TFOPPC is devoted to helping the profession of pediatrics accept and guide change. Promoting leadership is a core part of its efforts.

Change is necessary because of our changing recognition of children’s needs and our increasing abilities to help them — to practice prevention more fully, to treat chronic disease more comprehensively, to help children thrive even in the face of socioeconomic deficits, to work with groups of patients within and outside of the practice in the pursuit of population health.

Change is inevitable as technology progresses, not only with electronic medical records (EMRs) but also with practice automation and increased electronic communication with patients.

Change is mandatory as practices face new competitive forces such as retail-based clinics, independent telemedicine companies and other entities competing for a share of pediatric practice dollars.

Change is compelled if smaller groups want to remain independent from larger entities such as hospital groups that stand poised to absorb them into their corporate entities.

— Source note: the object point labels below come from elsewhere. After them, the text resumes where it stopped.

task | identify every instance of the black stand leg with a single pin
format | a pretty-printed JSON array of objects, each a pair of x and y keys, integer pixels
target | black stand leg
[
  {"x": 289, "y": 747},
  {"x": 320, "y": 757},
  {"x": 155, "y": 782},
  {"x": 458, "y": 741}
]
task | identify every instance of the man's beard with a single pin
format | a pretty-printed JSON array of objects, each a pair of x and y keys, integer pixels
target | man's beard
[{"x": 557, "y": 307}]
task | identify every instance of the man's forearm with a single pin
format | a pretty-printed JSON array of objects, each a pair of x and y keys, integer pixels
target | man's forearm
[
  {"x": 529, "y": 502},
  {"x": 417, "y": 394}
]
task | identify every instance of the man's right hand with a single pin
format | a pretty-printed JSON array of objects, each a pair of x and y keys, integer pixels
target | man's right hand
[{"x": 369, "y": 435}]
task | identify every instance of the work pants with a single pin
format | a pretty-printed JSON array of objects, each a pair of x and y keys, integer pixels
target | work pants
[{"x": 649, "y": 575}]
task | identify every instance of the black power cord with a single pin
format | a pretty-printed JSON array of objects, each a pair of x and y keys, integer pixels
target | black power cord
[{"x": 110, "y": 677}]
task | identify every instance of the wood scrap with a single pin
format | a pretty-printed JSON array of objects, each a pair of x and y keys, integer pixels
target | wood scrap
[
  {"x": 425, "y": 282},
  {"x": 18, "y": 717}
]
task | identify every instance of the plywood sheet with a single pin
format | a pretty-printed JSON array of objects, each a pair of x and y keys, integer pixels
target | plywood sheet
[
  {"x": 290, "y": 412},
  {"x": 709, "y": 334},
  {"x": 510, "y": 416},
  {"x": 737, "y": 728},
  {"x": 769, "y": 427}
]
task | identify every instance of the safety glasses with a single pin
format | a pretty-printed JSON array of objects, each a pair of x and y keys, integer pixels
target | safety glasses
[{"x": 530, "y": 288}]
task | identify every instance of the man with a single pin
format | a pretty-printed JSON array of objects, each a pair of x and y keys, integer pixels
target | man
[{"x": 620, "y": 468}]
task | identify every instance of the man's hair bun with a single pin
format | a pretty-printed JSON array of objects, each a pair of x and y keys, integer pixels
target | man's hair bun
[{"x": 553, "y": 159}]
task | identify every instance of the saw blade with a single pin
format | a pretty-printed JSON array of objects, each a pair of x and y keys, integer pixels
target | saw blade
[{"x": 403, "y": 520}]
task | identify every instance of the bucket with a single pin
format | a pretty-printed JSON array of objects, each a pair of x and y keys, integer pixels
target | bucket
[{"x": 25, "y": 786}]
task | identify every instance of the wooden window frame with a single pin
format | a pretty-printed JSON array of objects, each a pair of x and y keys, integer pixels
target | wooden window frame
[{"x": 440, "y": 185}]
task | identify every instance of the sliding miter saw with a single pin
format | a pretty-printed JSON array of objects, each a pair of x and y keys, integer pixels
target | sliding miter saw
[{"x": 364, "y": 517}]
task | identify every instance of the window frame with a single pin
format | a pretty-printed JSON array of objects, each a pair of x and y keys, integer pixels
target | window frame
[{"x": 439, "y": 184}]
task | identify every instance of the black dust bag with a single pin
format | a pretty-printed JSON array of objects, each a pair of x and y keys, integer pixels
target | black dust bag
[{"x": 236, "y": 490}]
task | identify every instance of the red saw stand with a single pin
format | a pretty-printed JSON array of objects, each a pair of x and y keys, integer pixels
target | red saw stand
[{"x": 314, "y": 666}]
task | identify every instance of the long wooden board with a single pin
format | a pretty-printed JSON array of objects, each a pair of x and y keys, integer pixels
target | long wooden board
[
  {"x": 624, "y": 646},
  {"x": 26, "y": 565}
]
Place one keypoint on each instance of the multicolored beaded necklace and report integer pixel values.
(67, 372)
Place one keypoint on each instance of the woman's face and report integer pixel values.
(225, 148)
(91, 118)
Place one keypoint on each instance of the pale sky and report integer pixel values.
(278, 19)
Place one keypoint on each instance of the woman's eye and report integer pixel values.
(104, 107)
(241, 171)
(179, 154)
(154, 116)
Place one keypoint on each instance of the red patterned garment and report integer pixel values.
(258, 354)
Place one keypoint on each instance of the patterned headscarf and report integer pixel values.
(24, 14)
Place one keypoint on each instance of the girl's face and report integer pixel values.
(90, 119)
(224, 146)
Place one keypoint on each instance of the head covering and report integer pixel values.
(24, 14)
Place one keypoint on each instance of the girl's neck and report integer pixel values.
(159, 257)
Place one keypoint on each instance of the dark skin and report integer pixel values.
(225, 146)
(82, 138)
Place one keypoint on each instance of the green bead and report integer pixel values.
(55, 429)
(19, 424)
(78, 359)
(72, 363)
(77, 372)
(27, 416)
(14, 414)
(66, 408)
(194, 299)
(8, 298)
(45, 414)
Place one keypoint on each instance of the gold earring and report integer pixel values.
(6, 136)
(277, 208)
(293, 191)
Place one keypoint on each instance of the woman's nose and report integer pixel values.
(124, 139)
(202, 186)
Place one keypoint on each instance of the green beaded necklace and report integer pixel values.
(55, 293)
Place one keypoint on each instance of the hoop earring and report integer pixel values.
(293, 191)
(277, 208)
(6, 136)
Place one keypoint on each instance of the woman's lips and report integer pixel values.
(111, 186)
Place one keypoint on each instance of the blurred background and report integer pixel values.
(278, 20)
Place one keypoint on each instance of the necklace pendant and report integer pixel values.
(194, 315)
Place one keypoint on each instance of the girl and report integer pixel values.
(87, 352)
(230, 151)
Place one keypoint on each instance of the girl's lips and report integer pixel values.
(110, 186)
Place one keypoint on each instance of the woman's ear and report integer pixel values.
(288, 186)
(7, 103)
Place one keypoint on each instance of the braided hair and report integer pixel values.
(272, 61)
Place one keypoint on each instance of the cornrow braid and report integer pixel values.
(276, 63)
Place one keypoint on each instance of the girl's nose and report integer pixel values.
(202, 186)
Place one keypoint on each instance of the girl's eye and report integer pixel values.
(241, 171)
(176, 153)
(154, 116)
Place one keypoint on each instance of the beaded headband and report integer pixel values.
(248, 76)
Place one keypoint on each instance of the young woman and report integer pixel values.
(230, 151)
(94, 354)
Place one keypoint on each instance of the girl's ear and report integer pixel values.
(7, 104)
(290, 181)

Practices and practitioners can react to the need for change with ostrich-like fear and denial, or they can be excited. We now have tools to help kids for whom we previously could do little. EMRs might be pesky, but they can be used to create patient registries, share medical records with patients and much more. We can connect low-income patients to social services; we can co-locate mental health services and introduce telemedicine within our practices. Of course, all of this can be done only if payment methods ensure practice innovations make business sense.

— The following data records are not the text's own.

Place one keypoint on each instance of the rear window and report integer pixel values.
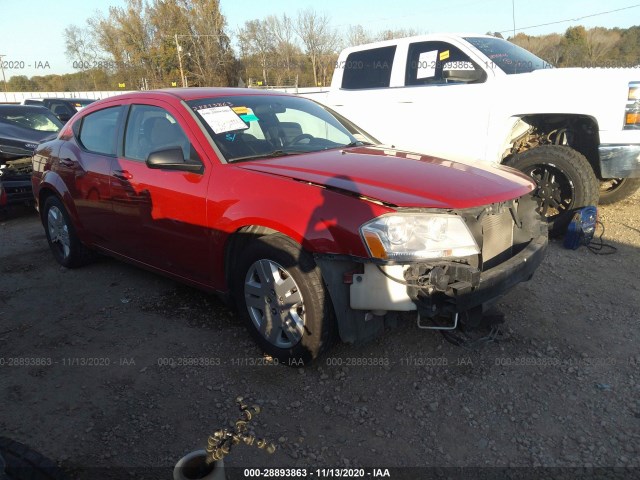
(98, 131)
(368, 68)
(507, 56)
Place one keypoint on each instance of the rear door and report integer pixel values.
(161, 213)
(84, 163)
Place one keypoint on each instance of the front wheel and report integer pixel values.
(565, 182)
(615, 189)
(279, 292)
(65, 245)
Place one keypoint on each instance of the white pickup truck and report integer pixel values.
(476, 97)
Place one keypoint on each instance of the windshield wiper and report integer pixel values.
(275, 153)
(357, 143)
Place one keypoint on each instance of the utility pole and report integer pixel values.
(179, 48)
(4, 81)
(513, 16)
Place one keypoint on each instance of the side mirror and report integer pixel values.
(172, 159)
(466, 76)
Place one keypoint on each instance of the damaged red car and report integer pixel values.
(314, 230)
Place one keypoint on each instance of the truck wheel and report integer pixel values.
(279, 292)
(61, 235)
(615, 189)
(565, 182)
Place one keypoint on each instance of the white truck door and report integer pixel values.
(444, 106)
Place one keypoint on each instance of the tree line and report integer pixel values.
(163, 43)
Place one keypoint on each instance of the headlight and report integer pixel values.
(407, 237)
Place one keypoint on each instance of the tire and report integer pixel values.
(565, 182)
(61, 235)
(613, 190)
(298, 299)
(22, 463)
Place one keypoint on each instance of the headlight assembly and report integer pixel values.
(408, 237)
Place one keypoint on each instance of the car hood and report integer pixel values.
(400, 178)
(20, 142)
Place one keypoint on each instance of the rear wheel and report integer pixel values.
(279, 292)
(565, 182)
(615, 189)
(65, 245)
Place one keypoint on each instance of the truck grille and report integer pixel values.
(497, 238)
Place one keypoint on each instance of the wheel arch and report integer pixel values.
(238, 241)
(581, 134)
(52, 184)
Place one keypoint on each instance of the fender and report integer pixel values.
(51, 182)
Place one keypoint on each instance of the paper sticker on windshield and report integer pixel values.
(249, 117)
(427, 64)
(222, 119)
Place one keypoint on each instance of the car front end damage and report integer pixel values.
(509, 240)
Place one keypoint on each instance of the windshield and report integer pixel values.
(252, 126)
(510, 58)
(41, 120)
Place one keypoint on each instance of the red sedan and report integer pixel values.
(308, 226)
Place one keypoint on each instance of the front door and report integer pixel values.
(161, 213)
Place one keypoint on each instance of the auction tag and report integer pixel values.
(427, 64)
(222, 119)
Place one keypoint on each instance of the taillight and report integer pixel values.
(632, 111)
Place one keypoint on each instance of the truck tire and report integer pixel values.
(280, 293)
(613, 190)
(565, 182)
(22, 463)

The fuel of change is leadership.

Leaders need to be nurtured and rewarded by their organizations. They cannot be impeded by colleagues and superiors whose fear of making mistakes prevents them from achieving progressive goals.

Leaders need both incentives and skills. Incentives can be an internal sense of achievement, financial recompense, professional recognition and organizational advancement. Skills include knowing how to excite others, organize efforts, and create achievement-based systems of care and organizations that work within larger organizations to effect change.

Since pediatric practice change will be continuous, inculcating leadership and teaching the nature of organizations and organizational change needs to be part of every physician's education from medical school through the post-graduate period. Some physicians will want more education to become leaders and some won't, but even non-leaders need to appreciate the process and thus become better participants. If clinicians are to lead change and inject medical values into organizations, they need to understand those organizations and work well within them.

TFOPPC is considering what recommendations to forward to the AAP Board of Directors to help support education on leadership and organizations. It also is considering what recommendations to make on how payments can support innovation. Its goal is to make the practice of pediatrics more exciting for clinicians, patients and the world.

Dr. Shenkin is a member of the AAP Task Force on Pediatric Practice Change.